What’s the business model?


The owner of an item lists it for free on the site. There’s a rental fee of 6% along with the rental price. The Ignition Labs program is helping with us with the model, but that’s the general idea.


The business model provides leeway for such a new idea – it reduces the barrier for owners, as they are paying nothing up front to list anything.


To list or rent something, you have to become a member and give information about yourself. We encourage people to give a bit of background about themselves, whether it’s a blog or eBay account, to demonstrate that you are a real, genuine person.


We are looking at how to best build that profile and trust.
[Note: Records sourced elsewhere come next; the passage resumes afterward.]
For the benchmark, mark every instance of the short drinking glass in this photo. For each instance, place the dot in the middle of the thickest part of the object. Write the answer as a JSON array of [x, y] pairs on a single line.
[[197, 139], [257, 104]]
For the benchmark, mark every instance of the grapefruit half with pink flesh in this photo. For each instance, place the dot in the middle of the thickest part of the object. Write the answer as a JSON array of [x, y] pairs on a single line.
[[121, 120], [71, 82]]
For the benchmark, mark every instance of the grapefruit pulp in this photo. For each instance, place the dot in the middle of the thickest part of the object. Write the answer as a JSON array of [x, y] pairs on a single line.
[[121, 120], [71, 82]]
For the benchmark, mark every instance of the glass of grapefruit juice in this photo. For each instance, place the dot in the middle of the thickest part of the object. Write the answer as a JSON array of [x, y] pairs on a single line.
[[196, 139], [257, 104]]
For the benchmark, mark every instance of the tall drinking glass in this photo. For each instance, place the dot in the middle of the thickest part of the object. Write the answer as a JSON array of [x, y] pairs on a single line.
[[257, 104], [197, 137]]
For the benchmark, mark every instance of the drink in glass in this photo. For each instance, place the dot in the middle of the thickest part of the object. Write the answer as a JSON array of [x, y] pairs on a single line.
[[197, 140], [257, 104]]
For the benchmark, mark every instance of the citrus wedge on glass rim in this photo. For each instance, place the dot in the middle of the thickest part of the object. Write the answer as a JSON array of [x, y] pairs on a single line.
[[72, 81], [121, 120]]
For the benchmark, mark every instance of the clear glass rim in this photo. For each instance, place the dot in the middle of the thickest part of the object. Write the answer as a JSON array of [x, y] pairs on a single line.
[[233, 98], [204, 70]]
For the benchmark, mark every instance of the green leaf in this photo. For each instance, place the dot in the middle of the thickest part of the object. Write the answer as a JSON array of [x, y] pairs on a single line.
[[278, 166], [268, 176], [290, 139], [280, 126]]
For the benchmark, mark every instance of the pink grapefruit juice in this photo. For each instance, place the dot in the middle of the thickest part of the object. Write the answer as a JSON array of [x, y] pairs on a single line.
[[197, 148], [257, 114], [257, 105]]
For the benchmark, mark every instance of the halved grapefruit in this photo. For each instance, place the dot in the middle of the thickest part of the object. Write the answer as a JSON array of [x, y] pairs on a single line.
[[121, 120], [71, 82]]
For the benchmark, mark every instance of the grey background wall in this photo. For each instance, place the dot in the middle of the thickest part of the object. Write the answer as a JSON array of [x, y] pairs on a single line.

Airbnb in the US is a good one to keep an eye on in terms of how they’ve done it.


At the moment, we have around 800 members, mainly in Sydney and Melbourne.


What are the barriers you face?


As with all businesses in the collaborative consumption space, the number one issue is education.
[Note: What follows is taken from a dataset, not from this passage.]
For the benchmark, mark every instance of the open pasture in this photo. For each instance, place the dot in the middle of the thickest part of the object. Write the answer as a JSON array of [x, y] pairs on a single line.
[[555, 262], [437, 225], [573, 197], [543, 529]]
The other thing is finding the best touch points and gaining critical mass. Members need to be in the same area for it to work, which provides a challenge.


We are re-focusing on Sydney and getting certain suburbs and communities together to show it can work and then grow it out.


We can do this within the community via schools and sporting clubs, where there’s already that level of trust and there already is a common place of exchange.


There are also different models we’re looking for, whereby charities will get part of the rental fee. We’re in discussion with a number of charities about that.


What makes you think there’s a market for this?


There’s a definite community for this, both for the hip pocket benefit and the environmental benefit.


We did a survey of members on social media and the number one thing they identified is that they really like the idea of sharing and reducing the amount of stuff they have. They really want to save money, but people really identify with the sustainability message too.


What was the appeal of Ignition Labs?


There are a lot of incubators around but, for us, it was all about the quality of mentors, both in terms of their expertise and their networks.


We hadn’t thought about being in an incubator and had adopted a very lean start-up model but the expertise Ignition Labs has really marked out areas where we didn’t have as much knowledge.


It’s great to have someone who knows the business enough that they can give very detailed help, rather than general support.


What was the pitching process like?


We did a written application and a video and then went to the pitch. There were 17 of the 18 mentors on different tables and we spent 10 minutes with each, along with all the other businesses.


It was pretty full-on as we had to re-set every 10 minutes. We didn’t practise the pitch but I’m glad that we didn’t over prepare because the mentors all asked us different sorts of questions.


I think they saw us as a good team. We’d spent $30,000 building the business when it was just the two of us, which shows good characteristics for investors.


I presume it’s also quite attractive to have a technical co-founder – I was constantly told how lucky we were. I’ve picked up elements of marketing up, so it’s been a good match.


What’s the goal now?


Being part of Ignition Labs has made us question a few things and made us put a line through some of our ideas.


When you have a whole group of people push you in a supportive way, it’s a real pressure cooker environment but it helps you step it up to the next level.


We want to get a pilot up and running in a school and show what we’ve delivered when we go to SXSW in the US.


We want to show that it’s a sustainable business within two years and make a profit after that. We keep personal costs down and do some consulting to bring money in.


It’s a lifestyle decision to start-up as much as a business one. It’s something you have to feel passionate about and enjoy the control you have.


I’d like Open Shed to be a huge household name that people think of before they go out and buy something new. We’re aiming to get 20 transactions a week, which will show it is getting traction and really moving.